The writer's style and gift for description immediately brings home and makes real the unpalatable vision of a meat-packing factory shift on a tiny hourly rate; a cold onion field in the Midlands in the early hours; or a seedy suburban `massage parlour' (read `brothel') as well as crowded, dingy rooms packed with grubby mattresses shared by workers who pay for the dubious privilege. Meanwhile, the fact that Pai works secretly, for and alongside bosses known for their violent or brutal tactics (and gives many detailed names and places) makes the reading a nervous adventure as you begin to fear for the author's own safety.
The writer's disgust at this urgent humanitarian issue comes through clearly but Pai uses her journalist's professionalism to balance her findings with the defensive statements of the shady agencies and employers she accuses. Furthermore, rather than polemically communicating mere hopeless anguish she regularly refers to the need for updated legislation to solve this Dickensian problem festering within a 21st century society. Just beneath the surface of the famous capital's tourist hotspots; in its suburbs; and away in lesser-known Midlands , Northern and East-Anglian towns, a pathetic, prone and powerless underclass works in unacceptable conditions, manhandling the very produce proffered by leading supermarket chains to sustain consumers in their superior fantasy of cornucopic choice.
Migrant workers fear the police as much as their bosses and are afraid to present themselves to doctors or A&E wards when sick or injured for fear of discovery and deportation. Some die even before they reach Britain -as we know from hideous stories of suffocating trailers arriving in Dover or the Republic of Ireland. Others, like the so-called `cockle pickers' of Morecambe bay, die in tragedies which should not be allowed to occur in any country which thinks of itself as fair and decent (these events have been movingly portrayed by Nick Broomfield in his film `Ghosts' -also based on the work of Hsiao-Hung Pai).

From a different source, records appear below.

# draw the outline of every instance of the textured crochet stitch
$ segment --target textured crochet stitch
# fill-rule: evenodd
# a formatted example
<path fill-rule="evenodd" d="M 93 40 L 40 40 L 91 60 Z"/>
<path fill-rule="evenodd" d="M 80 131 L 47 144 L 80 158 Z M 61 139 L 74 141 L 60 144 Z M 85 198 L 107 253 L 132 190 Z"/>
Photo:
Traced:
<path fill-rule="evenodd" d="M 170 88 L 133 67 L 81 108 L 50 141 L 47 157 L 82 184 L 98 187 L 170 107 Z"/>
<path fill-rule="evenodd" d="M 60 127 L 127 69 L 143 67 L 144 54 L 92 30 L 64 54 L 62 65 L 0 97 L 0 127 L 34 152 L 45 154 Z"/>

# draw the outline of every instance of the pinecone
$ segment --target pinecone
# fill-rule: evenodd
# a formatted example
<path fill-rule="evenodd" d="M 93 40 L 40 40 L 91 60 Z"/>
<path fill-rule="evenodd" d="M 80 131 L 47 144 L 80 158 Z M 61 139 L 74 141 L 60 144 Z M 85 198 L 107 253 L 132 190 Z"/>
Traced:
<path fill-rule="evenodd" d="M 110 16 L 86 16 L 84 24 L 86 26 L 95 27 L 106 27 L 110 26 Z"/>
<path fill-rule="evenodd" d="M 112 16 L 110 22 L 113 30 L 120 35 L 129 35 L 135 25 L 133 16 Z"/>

Cultural theorist Sarat Maharaj has compared the inexorable suction of the fatal Morecambe bay tide to that economic force which draws migrant labour from China to Europe, and one of the most pathetic and emotive images of the Morecambe bay tragedy remains that of people, aware of their imminent demise, saying goodbye to loved ones on the other side of the world, using mobile phones to express their fear, sorrow and ultimate folly.